According to the Washington Post, the U.S. government had made no public statement regarding Muñoz’s suicide, and no local news agencies had reported on it.
The Washington office of the U.S. Customs and Border Protection, which regulated Border Patrol, had no comment on Muñoz’s death nor offered official information on the whereabouts of his wife and child. Starr County authorities refused to provide a copy of Muñoz’s autopsy report and did not respond to several phone messages requesting information about his cause of death to the Washington-based newspaper.
Border Patrol agents did say that Muñoz crossed into the United States with his wife and 3-year-old son on May 12 near the town of Granjeno, Texas just at the U.S.-Mexico border hoping to apply for asylum. As authorities told the family they would be separated, Muñoz "lost it," according to an anonymous agent.
"The guy lost his s---," the agent said. "They had to use physical force to take the child out of his hands."
U.S. immigration agencies under President Donald Trump increasingly began to separate immigrant families at the border since October, and seemingly formalized the practice in May when Vice President Jeff Sessions announced the government’s "zero-tolerance" policy in early May as part of an attempt to deter undocumented migrants from entering the country.
Since last year the government admits to taking away 1,358 kids from their parents upon reaching the border.
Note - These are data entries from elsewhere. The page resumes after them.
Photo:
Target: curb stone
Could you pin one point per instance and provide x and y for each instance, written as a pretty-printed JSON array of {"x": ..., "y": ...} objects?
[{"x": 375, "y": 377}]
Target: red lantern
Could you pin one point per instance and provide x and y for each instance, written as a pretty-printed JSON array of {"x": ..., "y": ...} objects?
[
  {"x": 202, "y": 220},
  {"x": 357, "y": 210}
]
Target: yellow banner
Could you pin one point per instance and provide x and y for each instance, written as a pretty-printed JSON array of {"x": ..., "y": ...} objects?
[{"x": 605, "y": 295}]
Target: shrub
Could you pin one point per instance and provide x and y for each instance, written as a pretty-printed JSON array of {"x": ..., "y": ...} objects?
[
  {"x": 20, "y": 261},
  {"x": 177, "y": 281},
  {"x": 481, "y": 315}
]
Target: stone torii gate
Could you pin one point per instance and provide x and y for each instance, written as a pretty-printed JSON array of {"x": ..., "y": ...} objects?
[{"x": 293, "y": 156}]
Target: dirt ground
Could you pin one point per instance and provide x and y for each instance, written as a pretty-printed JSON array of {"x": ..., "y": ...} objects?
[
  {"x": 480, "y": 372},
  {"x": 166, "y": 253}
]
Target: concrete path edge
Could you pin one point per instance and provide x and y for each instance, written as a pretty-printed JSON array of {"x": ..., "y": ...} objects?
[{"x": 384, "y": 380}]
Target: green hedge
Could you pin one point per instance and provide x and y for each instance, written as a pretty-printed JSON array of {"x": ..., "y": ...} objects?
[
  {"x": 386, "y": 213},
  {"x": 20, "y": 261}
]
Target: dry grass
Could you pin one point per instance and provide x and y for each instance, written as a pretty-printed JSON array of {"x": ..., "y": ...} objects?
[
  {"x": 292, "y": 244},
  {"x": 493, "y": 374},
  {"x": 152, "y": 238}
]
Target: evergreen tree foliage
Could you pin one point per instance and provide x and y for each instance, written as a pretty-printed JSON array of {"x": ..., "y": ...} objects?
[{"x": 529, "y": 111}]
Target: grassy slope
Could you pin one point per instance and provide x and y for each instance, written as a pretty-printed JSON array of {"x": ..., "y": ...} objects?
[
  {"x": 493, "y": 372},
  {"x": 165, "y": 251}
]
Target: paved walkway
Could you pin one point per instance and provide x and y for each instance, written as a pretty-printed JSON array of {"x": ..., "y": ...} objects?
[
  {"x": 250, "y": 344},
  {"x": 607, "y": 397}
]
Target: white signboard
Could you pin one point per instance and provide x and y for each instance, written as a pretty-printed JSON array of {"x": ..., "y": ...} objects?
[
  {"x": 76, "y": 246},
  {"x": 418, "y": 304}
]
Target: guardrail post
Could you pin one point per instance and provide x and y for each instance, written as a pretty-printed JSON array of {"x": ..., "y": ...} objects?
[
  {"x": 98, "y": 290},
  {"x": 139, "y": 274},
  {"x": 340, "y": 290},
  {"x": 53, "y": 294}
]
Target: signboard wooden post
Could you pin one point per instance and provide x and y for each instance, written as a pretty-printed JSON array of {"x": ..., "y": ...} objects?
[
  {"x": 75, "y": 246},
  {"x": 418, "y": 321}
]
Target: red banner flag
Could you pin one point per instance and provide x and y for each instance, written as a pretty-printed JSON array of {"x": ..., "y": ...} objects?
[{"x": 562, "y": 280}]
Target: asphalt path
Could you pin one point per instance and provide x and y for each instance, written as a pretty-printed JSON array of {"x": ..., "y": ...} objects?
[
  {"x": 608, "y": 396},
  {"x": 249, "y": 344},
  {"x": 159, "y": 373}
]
Lee Gelernt, a veteran attorney with American Civil Liberties Union told the Intercept that number is more like 1,500 to 2,000 minors, many of whom are under the age of four years old. The United Nations called for an "immediate halt" to separating kids from parents at the border adding, "nothing normal about detaining children."
There’s also nothing normal about authorities using physical force against a parent trying to remain with his or her child.
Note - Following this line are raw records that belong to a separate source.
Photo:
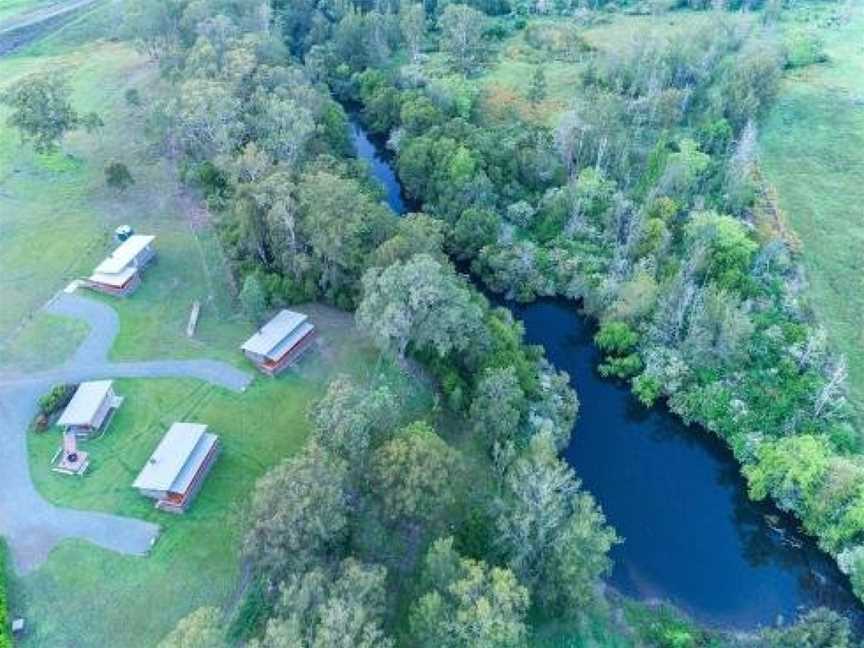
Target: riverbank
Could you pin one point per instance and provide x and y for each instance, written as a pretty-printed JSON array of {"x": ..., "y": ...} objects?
[{"x": 692, "y": 536}]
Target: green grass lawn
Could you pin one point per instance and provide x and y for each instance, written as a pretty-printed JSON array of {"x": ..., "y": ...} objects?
[
  {"x": 56, "y": 220},
  {"x": 57, "y": 215},
  {"x": 811, "y": 152},
  {"x": 103, "y": 598}
]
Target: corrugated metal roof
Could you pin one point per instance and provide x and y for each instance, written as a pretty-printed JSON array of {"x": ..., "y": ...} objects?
[
  {"x": 85, "y": 403},
  {"x": 199, "y": 454},
  {"x": 115, "y": 280},
  {"x": 123, "y": 255},
  {"x": 288, "y": 343},
  {"x": 170, "y": 457},
  {"x": 274, "y": 332}
]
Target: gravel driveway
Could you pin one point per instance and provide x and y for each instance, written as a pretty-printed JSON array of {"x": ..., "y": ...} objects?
[{"x": 31, "y": 525}]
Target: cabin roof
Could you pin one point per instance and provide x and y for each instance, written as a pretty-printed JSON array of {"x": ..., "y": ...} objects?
[
  {"x": 276, "y": 332},
  {"x": 86, "y": 402},
  {"x": 121, "y": 257},
  {"x": 173, "y": 464}
]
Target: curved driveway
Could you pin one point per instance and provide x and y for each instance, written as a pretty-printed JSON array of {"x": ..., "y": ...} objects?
[{"x": 31, "y": 525}]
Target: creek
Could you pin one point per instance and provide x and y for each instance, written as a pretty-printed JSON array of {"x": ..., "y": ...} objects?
[{"x": 674, "y": 493}]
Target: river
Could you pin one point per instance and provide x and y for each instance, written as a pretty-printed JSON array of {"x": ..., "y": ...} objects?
[{"x": 674, "y": 493}]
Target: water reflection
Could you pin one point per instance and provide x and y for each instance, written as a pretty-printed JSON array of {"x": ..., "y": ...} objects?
[{"x": 674, "y": 493}]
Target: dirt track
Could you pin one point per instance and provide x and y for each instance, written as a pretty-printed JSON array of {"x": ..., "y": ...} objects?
[{"x": 21, "y": 30}]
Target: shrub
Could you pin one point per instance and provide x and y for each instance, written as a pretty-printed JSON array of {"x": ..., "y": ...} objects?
[
  {"x": 5, "y": 636},
  {"x": 804, "y": 48},
  {"x": 56, "y": 399},
  {"x": 133, "y": 97},
  {"x": 117, "y": 176}
]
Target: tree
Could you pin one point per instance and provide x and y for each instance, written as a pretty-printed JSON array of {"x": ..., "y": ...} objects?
[
  {"x": 341, "y": 238},
  {"x": 283, "y": 127},
  {"x": 462, "y": 39},
  {"x": 468, "y": 603},
  {"x": 414, "y": 473},
  {"x": 201, "y": 629},
  {"x": 42, "y": 112},
  {"x": 412, "y": 21},
  {"x": 253, "y": 299},
  {"x": 415, "y": 234},
  {"x": 207, "y": 118},
  {"x": 475, "y": 229},
  {"x": 729, "y": 248},
  {"x": 819, "y": 628},
  {"x": 618, "y": 340},
  {"x": 154, "y": 26},
  {"x": 497, "y": 408},
  {"x": 319, "y": 609},
  {"x": 790, "y": 469},
  {"x": 419, "y": 302},
  {"x": 117, "y": 176},
  {"x": 349, "y": 419},
  {"x": 554, "y": 535},
  {"x": 537, "y": 86},
  {"x": 299, "y": 513}
]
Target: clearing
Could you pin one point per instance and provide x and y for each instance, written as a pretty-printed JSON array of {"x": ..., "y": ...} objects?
[
  {"x": 56, "y": 221},
  {"x": 811, "y": 153}
]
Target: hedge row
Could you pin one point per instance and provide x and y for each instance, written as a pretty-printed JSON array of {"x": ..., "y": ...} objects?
[{"x": 5, "y": 627}]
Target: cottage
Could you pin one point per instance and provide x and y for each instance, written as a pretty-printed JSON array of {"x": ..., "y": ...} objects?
[
  {"x": 177, "y": 468},
  {"x": 120, "y": 273},
  {"x": 280, "y": 342},
  {"x": 88, "y": 413},
  {"x": 68, "y": 459}
]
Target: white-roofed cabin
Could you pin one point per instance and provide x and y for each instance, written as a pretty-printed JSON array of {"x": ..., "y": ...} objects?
[
  {"x": 176, "y": 470},
  {"x": 280, "y": 342},
  {"x": 120, "y": 273},
  {"x": 89, "y": 411}
]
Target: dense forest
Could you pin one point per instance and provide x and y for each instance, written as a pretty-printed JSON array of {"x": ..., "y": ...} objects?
[{"x": 642, "y": 200}]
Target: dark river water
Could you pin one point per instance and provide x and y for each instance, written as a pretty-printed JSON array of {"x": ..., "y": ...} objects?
[{"x": 674, "y": 493}]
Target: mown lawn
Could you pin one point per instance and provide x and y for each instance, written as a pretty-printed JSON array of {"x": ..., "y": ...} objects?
[
  {"x": 56, "y": 220},
  {"x": 57, "y": 215},
  {"x": 811, "y": 152}
]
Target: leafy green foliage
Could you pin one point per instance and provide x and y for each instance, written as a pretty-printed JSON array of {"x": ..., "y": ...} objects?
[
  {"x": 618, "y": 340},
  {"x": 468, "y": 603},
  {"x": 200, "y": 629},
  {"x": 253, "y": 299},
  {"x": 117, "y": 176},
  {"x": 819, "y": 628},
  {"x": 56, "y": 399},
  {"x": 554, "y": 535},
  {"x": 299, "y": 513},
  {"x": 5, "y": 623},
  {"x": 419, "y": 303},
  {"x": 42, "y": 112},
  {"x": 790, "y": 469},
  {"x": 413, "y": 473},
  {"x": 321, "y": 608}
]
After the border agents took Muñoz into custody he was placed in a chain-link cell, but he began punching the metal and shaking it violently, agents said so was taken that same day to what seemed to be the closest padded isolated cell located about 80 km away in Rio Grande City in Starr County. "He yelled and kicked at the windows on the ride to the jail," an agent said. He was considered a threat to jail staff and was put on observation every half hour. He was seen praying in a corner by agents hours before he took his own life.
The sheriff’s department said it attempted to contact Honduran authorities who could reclaim Muñoz’s body, but they received no answer at one consulate. Muñoz’s wife and son were later released from Border Patrol custody, according to a Border Patrol agent.
An agent familiar with what happened said he couldn’t understand why Muñoz "would choose to separate himself from his family forever" ending his own life.